- From: Thomas Lörtsch <tl@rat.io>
- Date: Mon, 22 Jul 2024 13:01:21 +0200
- To: Franconi Enrico <franconi@inf.unibz.it>
- Cc: RDF-star WG <public-rdf-star-wg@w3.org>
> On 22. Jul 2024, at 11:15, Franconi Enrico <franconi@inf.unibz.it> wrote:
>
> By looking at the syntax in the working baseline, we could adopt the following naming convention, which allows us to avoid the use of the words “asserted” and “unasserted”.
> • a graph is a set of triples;
> • therefore, when we refer to a triple then the triple is “asserted”;
> • a triple term is not a triple;
> • therefore, when we refer to a triple term then the triple term is “unasserted”;
> • instead of saying that a triple term may be asserted, we should say that the triple structure of a triple term appears as a triple in the graph.
>
> What do you think?
I agree with your points about 'graph' and ’triple'. However, we need to differentiate between a triple term (which is defined in the abstract syntax) and the concrete occurrences.

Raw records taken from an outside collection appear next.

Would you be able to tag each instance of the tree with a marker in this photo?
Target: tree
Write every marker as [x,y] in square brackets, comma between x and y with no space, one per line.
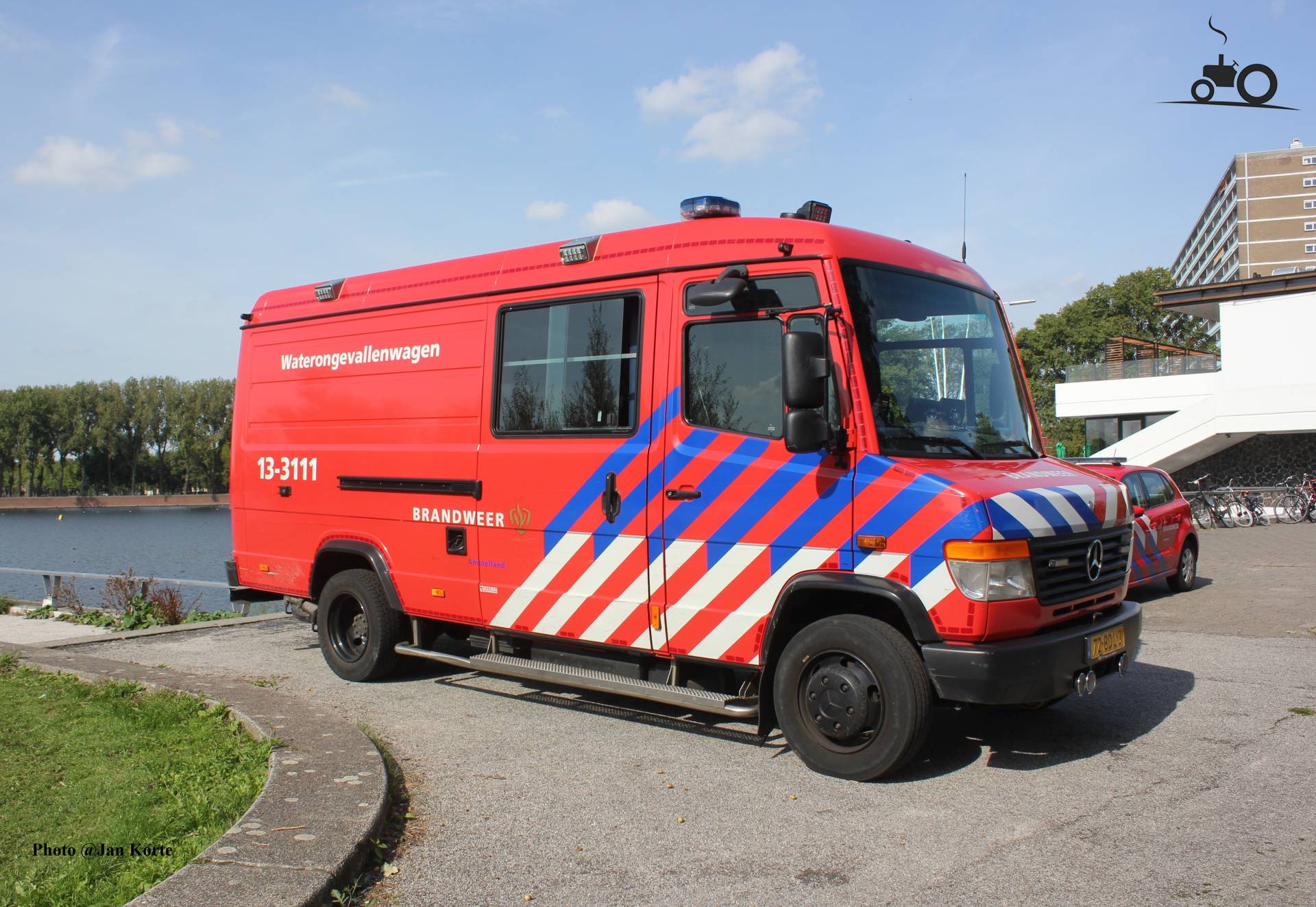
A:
[1080,330]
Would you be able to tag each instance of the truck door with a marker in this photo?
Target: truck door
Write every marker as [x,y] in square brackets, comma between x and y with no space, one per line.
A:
[741,513]
[565,463]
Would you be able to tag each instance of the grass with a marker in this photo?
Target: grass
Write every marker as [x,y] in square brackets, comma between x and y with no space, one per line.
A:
[112,765]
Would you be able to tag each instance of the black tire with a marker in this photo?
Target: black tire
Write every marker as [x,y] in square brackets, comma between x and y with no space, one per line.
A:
[358,629]
[1273,86]
[875,697]
[1186,575]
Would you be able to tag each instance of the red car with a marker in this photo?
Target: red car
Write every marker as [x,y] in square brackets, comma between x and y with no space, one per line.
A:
[1165,542]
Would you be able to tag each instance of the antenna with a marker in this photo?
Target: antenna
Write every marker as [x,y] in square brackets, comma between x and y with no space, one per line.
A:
[964,226]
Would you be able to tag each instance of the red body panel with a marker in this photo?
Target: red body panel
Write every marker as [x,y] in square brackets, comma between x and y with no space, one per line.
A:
[398,385]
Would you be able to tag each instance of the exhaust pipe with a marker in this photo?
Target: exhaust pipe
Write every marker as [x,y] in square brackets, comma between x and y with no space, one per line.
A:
[300,609]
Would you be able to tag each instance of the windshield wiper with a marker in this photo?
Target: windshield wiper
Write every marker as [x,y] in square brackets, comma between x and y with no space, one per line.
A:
[1025,445]
[944,442]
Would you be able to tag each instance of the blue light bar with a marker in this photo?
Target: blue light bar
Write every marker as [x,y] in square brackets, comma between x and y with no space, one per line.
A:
[708,206]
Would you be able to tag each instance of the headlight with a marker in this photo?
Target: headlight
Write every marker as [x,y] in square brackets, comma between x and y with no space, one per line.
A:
[991,570]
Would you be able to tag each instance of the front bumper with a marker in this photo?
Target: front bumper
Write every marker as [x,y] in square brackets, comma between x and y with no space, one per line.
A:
[1031,669]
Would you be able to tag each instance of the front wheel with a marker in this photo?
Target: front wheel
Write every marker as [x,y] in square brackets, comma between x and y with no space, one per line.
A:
[853,697]
[1290,509]
[1240,515]
[358,629]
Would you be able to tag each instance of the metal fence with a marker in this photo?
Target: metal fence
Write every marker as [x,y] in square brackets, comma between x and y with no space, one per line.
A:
[54,581]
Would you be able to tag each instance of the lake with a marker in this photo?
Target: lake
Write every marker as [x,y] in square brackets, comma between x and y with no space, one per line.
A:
[178,543]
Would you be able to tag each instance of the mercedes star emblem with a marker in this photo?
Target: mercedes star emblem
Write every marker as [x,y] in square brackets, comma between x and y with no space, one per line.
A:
[1094,560]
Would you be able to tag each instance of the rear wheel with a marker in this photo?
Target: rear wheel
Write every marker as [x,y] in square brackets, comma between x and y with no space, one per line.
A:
[1186,576]
[853,697]
[358,629]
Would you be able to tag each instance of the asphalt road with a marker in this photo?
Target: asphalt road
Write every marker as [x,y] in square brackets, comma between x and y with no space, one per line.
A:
[1189,781]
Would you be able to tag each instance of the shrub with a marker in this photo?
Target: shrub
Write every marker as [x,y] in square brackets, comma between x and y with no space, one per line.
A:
[123,590]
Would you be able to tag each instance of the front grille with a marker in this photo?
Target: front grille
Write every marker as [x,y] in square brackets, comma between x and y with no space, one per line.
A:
[1060,564]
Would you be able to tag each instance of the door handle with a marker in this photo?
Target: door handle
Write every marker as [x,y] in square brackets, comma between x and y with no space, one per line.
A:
[611,500]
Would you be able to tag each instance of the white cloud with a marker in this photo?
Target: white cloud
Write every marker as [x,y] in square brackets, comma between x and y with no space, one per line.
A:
[618,215]
[66,161]
[344,97]
[740,114]
[546,210]
[16,37]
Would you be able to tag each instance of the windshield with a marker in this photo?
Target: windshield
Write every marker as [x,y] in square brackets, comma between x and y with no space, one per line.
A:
[938,367]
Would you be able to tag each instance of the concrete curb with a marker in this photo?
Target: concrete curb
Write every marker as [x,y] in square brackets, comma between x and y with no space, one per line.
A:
[157,631]
[326,797]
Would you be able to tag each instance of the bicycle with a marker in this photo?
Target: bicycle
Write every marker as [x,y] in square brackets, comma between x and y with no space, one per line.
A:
[1207,512]
[1234,505]
[1256,503]
[1300,502]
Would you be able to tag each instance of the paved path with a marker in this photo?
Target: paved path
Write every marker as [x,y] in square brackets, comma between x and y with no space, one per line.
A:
[1186,782]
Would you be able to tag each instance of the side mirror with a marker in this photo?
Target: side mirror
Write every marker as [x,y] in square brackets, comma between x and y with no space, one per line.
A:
[729,285]
[806,431]
[805,370]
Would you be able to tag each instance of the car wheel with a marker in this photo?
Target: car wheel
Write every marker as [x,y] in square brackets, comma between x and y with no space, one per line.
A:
[358,629]
[1186,576]
[853,697]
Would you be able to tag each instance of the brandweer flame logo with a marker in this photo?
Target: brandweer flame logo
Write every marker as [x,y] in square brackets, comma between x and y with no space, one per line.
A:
[519,518]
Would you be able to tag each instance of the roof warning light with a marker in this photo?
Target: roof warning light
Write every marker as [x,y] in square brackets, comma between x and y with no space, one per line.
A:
[708,206]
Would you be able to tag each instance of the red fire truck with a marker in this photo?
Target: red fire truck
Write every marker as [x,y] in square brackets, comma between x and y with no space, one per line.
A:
[764,468]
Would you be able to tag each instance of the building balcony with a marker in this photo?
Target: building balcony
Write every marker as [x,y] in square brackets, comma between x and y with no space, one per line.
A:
[1157,367]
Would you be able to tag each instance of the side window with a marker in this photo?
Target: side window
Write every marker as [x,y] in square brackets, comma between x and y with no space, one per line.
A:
[1137,492]
[569,367]
[1158,490]
[733,376]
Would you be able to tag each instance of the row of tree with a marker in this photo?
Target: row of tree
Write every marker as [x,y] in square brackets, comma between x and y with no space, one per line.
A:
[1078,333]
[158,435]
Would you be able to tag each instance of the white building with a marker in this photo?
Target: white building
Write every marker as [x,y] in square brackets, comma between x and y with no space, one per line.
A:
[1253,419]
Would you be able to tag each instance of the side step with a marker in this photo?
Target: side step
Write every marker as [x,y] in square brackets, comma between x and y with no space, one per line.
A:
[582,678]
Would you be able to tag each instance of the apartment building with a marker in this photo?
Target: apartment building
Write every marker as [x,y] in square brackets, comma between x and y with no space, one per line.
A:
[1260,221]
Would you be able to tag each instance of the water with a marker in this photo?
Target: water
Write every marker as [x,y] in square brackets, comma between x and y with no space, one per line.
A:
[178,543]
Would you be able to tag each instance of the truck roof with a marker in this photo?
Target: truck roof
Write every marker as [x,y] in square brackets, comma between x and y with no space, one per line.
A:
[648,250]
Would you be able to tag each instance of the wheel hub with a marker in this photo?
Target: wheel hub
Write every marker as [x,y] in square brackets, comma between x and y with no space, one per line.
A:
[360,628]
[838,701]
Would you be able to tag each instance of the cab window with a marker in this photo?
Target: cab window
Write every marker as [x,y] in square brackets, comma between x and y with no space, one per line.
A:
[733,376]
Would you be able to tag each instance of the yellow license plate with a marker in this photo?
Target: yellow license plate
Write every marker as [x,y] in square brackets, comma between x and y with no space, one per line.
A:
[1104,644]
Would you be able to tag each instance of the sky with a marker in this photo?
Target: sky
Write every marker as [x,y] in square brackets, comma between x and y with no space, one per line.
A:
[161,166]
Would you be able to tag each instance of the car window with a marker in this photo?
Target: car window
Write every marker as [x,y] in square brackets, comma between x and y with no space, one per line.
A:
[1158,490]
[1137,492]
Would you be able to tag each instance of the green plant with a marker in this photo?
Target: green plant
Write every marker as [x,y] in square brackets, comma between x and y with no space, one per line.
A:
[140,614]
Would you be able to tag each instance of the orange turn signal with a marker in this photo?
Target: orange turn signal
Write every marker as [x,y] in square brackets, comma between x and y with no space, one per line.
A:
[986,551]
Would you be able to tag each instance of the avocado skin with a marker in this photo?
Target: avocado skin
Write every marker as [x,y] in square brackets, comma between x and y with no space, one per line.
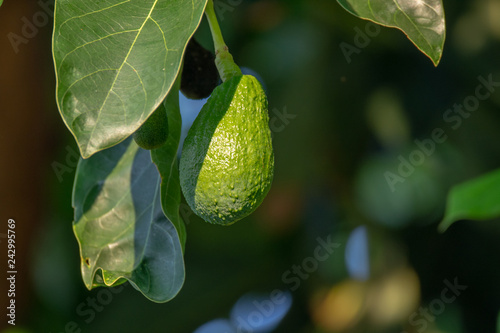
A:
[154,132]
[227,161]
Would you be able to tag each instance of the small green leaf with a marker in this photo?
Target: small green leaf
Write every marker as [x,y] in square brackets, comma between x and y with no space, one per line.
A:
[120,226]
[477,199]
[422,21]
[115,61]
[165,159]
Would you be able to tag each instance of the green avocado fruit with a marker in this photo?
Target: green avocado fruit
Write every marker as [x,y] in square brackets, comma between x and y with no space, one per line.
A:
[154,132]
[227,160]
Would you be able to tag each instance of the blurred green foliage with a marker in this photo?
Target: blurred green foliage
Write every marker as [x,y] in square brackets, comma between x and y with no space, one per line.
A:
[351,122]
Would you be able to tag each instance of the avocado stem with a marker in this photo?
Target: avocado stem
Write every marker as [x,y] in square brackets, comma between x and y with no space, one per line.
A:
[223,59]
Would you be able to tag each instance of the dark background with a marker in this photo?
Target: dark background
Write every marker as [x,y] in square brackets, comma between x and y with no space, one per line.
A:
[350,120]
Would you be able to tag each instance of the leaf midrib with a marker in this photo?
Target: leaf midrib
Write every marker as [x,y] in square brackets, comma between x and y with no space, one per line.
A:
[118,73]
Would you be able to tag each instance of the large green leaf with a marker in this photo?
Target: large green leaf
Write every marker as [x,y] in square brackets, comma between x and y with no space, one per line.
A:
[115,62]
[477,199]
[421,20]
[165,159]
[120,226]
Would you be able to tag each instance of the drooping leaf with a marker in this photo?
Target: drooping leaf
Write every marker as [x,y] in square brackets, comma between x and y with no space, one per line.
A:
[477,199]
[120,226]
[115,62]
[421,20]
[166,161]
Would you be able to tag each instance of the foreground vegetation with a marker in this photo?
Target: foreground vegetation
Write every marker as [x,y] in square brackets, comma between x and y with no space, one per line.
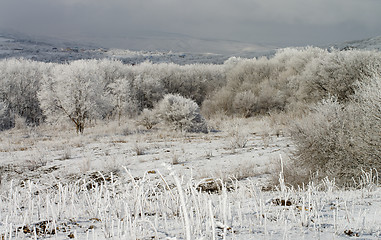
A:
[291,146]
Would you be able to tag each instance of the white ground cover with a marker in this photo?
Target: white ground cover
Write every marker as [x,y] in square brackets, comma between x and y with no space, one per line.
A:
[115,182]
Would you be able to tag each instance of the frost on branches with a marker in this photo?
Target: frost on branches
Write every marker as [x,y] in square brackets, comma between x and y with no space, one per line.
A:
[73,92]
[181,114]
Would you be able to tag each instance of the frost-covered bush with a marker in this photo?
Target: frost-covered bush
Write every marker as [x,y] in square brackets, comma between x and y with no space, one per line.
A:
[340,139]
[148,119]
[293,77]
[7,120]
[181,114]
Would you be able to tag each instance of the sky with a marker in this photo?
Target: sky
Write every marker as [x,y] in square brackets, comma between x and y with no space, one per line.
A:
[272,22]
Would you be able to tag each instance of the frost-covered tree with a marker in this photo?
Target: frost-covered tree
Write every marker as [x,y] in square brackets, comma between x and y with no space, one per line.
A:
[19,84]
[74,91]
[181,114]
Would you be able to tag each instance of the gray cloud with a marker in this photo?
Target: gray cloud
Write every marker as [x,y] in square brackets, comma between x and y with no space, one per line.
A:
[278,22]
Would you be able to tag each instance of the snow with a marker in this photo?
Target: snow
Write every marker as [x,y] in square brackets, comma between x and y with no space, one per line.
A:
[53,178]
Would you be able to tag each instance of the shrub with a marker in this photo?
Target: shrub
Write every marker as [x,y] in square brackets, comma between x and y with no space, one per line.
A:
[181,114]
[338,140]
[148,119]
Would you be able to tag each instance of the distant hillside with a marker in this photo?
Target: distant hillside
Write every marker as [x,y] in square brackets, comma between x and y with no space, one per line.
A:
[365,44]
[57,50]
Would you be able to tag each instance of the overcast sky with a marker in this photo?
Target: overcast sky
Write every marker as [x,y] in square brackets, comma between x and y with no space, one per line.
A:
[273,22]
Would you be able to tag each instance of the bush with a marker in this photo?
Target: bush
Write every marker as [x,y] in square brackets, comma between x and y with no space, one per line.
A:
[148,119]
[181,114]
[338,140]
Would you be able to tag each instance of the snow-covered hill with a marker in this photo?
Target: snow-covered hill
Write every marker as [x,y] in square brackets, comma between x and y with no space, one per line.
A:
[179,49]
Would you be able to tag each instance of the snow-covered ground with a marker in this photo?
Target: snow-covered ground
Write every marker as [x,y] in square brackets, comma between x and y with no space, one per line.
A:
[119,181]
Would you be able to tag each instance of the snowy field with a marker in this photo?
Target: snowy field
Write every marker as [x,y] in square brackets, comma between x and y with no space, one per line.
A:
[119,181]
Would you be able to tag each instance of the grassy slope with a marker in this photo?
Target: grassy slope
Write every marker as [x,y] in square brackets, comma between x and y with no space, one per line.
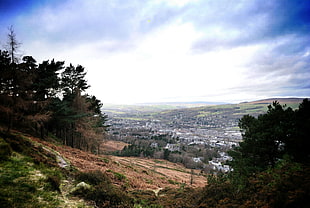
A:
[30,176]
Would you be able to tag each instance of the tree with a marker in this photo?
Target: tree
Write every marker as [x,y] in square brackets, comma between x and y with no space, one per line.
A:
[12,45]
[271,136]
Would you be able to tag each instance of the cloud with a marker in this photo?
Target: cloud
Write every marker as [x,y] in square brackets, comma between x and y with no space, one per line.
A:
[143,51]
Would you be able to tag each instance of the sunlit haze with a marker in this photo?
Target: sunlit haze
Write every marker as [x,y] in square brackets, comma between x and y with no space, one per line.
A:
[171,51]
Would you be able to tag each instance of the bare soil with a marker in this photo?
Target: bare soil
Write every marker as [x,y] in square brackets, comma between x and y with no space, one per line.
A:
[137,173]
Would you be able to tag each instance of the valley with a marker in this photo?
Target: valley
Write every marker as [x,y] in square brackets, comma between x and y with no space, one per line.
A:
[197,135]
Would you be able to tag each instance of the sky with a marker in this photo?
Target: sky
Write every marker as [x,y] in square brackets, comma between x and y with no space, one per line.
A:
[144,51]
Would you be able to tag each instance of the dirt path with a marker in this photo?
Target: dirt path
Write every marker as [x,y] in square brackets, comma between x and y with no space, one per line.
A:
[138,173]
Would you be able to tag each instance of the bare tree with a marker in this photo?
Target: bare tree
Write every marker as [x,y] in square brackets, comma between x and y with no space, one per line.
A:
[12,44]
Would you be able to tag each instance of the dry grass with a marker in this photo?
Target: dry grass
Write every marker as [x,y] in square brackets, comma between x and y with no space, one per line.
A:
[140,173]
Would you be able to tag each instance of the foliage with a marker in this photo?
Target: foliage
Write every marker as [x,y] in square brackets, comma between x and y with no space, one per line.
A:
[49,98]
[267,138]
[103,193]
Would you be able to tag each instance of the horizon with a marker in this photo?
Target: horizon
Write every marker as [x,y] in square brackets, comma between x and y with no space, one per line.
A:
[204,102]
[171,51]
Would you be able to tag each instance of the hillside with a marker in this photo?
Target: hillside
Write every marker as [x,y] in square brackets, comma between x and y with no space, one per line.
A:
[56,166]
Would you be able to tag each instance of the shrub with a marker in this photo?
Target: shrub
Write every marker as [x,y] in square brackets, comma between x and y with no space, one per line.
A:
[5,150]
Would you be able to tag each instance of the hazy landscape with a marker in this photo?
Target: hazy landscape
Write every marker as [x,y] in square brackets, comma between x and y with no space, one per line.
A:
[154,104]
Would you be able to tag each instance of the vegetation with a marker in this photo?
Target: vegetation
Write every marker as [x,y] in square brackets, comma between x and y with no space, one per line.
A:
[270,167]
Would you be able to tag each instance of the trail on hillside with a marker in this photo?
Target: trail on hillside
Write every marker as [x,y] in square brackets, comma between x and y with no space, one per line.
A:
[136,173]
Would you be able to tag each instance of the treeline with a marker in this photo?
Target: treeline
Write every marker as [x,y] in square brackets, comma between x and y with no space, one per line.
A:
[49,97]
[271,166]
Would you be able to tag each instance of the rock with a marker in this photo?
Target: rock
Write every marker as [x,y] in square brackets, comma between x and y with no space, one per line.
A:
[80,188]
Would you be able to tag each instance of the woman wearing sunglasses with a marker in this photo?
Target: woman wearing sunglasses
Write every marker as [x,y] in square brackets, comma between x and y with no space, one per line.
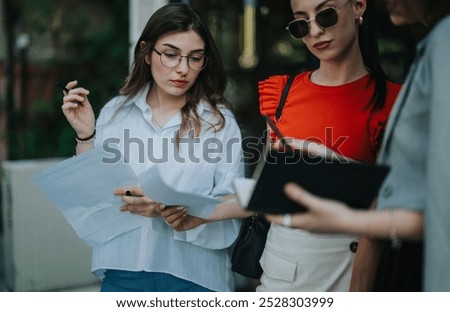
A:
[340,107]
[413,201]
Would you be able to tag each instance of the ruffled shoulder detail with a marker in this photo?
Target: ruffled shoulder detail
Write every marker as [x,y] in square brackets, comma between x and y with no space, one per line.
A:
[270,91]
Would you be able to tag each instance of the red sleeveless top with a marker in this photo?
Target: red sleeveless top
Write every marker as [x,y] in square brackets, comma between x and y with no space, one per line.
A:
[337,116]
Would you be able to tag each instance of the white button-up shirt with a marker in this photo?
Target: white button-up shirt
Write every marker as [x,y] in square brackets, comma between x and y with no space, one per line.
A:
[206,165]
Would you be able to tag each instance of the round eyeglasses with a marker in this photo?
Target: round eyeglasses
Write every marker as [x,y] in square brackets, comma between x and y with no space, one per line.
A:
[171,58]
[299,28]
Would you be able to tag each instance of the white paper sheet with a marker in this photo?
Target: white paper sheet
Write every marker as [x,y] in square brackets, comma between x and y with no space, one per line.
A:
[82,189]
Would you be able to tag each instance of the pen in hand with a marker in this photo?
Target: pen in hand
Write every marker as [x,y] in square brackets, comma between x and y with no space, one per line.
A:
[63,88]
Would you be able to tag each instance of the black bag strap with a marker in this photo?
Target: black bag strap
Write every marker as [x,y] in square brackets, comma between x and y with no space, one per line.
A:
[284,95]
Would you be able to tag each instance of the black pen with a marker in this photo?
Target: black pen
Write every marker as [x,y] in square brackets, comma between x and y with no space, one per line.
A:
[59,84]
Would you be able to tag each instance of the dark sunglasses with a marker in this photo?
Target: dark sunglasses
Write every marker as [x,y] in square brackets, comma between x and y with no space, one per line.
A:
[300,28]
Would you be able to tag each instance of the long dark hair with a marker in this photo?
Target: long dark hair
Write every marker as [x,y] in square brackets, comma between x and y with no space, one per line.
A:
[211,82]
[371,57]
[435,10]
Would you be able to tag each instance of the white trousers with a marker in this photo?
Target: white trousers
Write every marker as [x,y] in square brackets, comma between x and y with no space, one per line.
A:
[297,260]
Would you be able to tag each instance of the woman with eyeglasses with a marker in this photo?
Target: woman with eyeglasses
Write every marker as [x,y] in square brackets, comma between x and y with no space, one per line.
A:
[171,107]
[412,204]
[339,108]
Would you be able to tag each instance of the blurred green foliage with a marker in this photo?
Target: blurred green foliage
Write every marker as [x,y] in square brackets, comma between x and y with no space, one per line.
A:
[89,43]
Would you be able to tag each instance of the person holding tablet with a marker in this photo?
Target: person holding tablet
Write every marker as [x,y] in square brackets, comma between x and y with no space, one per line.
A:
[340,108]
[413,201]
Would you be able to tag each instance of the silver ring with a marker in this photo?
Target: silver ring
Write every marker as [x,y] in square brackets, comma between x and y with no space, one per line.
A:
[287,220]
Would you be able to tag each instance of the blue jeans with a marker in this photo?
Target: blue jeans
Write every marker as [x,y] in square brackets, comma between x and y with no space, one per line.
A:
[129,281]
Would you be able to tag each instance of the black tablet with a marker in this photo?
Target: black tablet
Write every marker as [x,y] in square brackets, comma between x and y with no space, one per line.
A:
[356,184]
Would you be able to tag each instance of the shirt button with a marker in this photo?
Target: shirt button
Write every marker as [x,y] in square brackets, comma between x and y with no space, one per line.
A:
[353,246]
[387,191]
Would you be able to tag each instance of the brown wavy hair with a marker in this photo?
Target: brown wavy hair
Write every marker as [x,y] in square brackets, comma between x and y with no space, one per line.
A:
[211,82]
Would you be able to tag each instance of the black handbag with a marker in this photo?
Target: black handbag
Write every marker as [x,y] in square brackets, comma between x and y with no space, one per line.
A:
[251,240]
[249,246]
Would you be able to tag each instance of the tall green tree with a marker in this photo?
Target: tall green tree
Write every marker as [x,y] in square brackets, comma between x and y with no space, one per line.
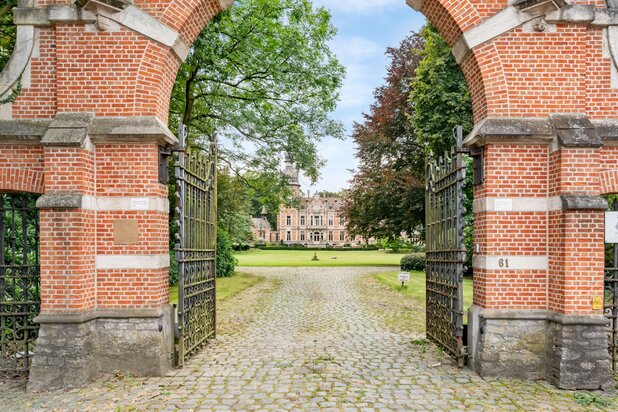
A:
[386,194]
[262,77]
[439,94]
[233,208]
[442,100]
[424,97]
[7,30]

In Turtle-star that is the difference between
<<( :s :p :o )>> # triple term
and
<< :s :p :o >>
<< :r | :s :p :o >>
The latter ones need a name too.
I’m currently working out a full proposal of how to handle "unasserted assertions" (ARG, said it again), and started by developing a nomenclatura:
- triple term:
the tripleTerm as defined in the abstract syntax,
serialized as <<( :s :p :o )>> in Turtle-star
- reifier term:
a reified triple term together with an optional identifier,
serialized as << :s :p :o >> or << :r | :s :p :o >> in the current proposal of Turtle-star
- desribed triple:
same as reifier term, but easier to understand
- occurrence term:
an asserted reified triple term together with an optional identifier,
serialized as << :s :p :o >> in Turtle* (the pre-CG version)
and as annotation syntax in the current proposal of Turtle-star
- stated triple:
same as occurrence term, but easier to understand
A better name for "unasserted assertions":
it is true that that name is an oxymoron, and a bit unwieldy, and it seems very unliked by some, but it is hard to come up with a better name that faithfully captures the concept of a triple that is described, and annotated, but not asserted in the graph. I hope that "described triple" settles this dispute, but I wouldn’t be surprised if it didn’t ;-) I tend to deprecate "reifier" and "occurrence" as they are rather unwieldy terms, and "reification" is also a pretty disputed concept with quite different possible meanings apart from the one defined in the RDF reification vocabulary.